Elle criait, elle crachait, presque, toute cette haine, cette rage qu'elle dissimulait au jour le jour. Tout ce qu'on cachait pour ne pas être considéré comme ennemi de la nation. Tout ce qui était cause que des gens disparaissaient, des amis, des voisins et qu'on ne revoyait plus jamais.

Le silence reprit ses droits, lourd. Même les corbeaux s'étaient tus. Plus respectueux que les hommes, ils écoutaient patiemment ce qu'on leur criait, ce que les autres ne prenaient pas la peine d'entendre.

« C'est si compliqué que ça, de comprendre que je ne crois pas ? »

Redevenue calme, sa voix s'était brisée, comme honteuse de son coup d'éclat.

« On croit tous en quelque chose, tu sais.

— Moi pas. J'en ai assez de croire, d'être assez naïve et d'adhérer à tout, de laisser couler les bêtises parce qu'on ne sait jamais, il pourrait y avoir du vrai là-dedans. Je ne crois plus en rien.

— C'est assez triste, comme vision du monde...

— Réaliste. C'est ça : juste réaliste. »

Rachel se tut. Ses yeux gris, si froids, fixaient toujours les photographies sur le piano : les seuls souvenirs de sa famille, qui disparaissait petit à petit pour ces croyances qui faisaient d'eux des ennemis à chasser.

Je me levai sans trop savoir que dire pour la réconforter, que faire pour la sauver de sa condition de juive qui la condamnait à une vie de peur et à l'attente de l'arrestation.

Elle me raccompagna jusqu'à la porte, peut-être, avant de me laisser sur le palier. Nous étions trop sonnées pour parler, étouffées par le poids des non-dits. Nous nous quittâmes sans un au revoir.

Les enfants étaient dans la cuisine quand je rentrai. L'aîné lisait à voix haute un article à la gloire du nouveau chancelier à ses cadets.

Un poids me serra la gorge, comme un début de nausée. Les mots de Rachel résonnaient encore dans mes oreilles, mais je n'osai pas leur confisquer le journal. Si je les punissais, ils recommenceraient dans mon dos, ou pire, me traiteraient de sympathisante et de traîtresse à la nation.

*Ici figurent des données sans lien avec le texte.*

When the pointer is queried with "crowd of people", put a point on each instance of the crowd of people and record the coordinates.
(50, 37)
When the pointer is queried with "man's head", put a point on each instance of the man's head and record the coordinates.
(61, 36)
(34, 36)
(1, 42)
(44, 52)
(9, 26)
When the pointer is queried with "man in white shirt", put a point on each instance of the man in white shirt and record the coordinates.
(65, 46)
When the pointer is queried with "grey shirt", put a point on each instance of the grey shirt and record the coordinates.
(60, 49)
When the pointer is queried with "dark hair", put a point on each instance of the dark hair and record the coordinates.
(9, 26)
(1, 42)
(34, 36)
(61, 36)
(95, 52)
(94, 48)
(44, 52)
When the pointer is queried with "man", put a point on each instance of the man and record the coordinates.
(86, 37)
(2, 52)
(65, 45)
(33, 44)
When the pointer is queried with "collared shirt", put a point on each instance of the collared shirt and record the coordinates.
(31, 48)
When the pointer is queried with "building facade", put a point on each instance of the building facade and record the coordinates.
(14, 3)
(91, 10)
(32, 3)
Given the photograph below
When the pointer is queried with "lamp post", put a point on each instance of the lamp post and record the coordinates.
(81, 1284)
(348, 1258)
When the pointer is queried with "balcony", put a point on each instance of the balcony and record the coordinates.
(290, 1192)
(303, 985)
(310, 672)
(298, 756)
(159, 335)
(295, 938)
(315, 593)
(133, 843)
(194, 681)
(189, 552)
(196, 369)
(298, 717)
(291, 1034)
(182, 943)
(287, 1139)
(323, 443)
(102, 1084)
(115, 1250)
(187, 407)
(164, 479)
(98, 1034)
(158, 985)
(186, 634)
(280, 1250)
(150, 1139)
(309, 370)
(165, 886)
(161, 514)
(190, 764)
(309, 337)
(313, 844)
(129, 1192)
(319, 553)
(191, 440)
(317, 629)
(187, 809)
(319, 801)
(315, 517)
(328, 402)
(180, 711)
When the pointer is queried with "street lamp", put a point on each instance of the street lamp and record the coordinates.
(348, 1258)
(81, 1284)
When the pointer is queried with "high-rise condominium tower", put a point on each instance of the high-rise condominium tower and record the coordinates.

Rachel avait raison, je laissais couler en croyant que tout s'améliorerait avec le temps. Mais n'étions-nous pas tous ainsi, à attendre un jour meilleur où nous n'aurions pas à nous battre pour défendre le Bien ? Bien sûr, cela portait déjà un nom : le Paradis...

Ne pourrions-nous donc être vraiment heureux que dans la mort ?

Je soupirai, sortis une poignée de couteaux et demandai aux enfants d'éplucher les pommes de terre.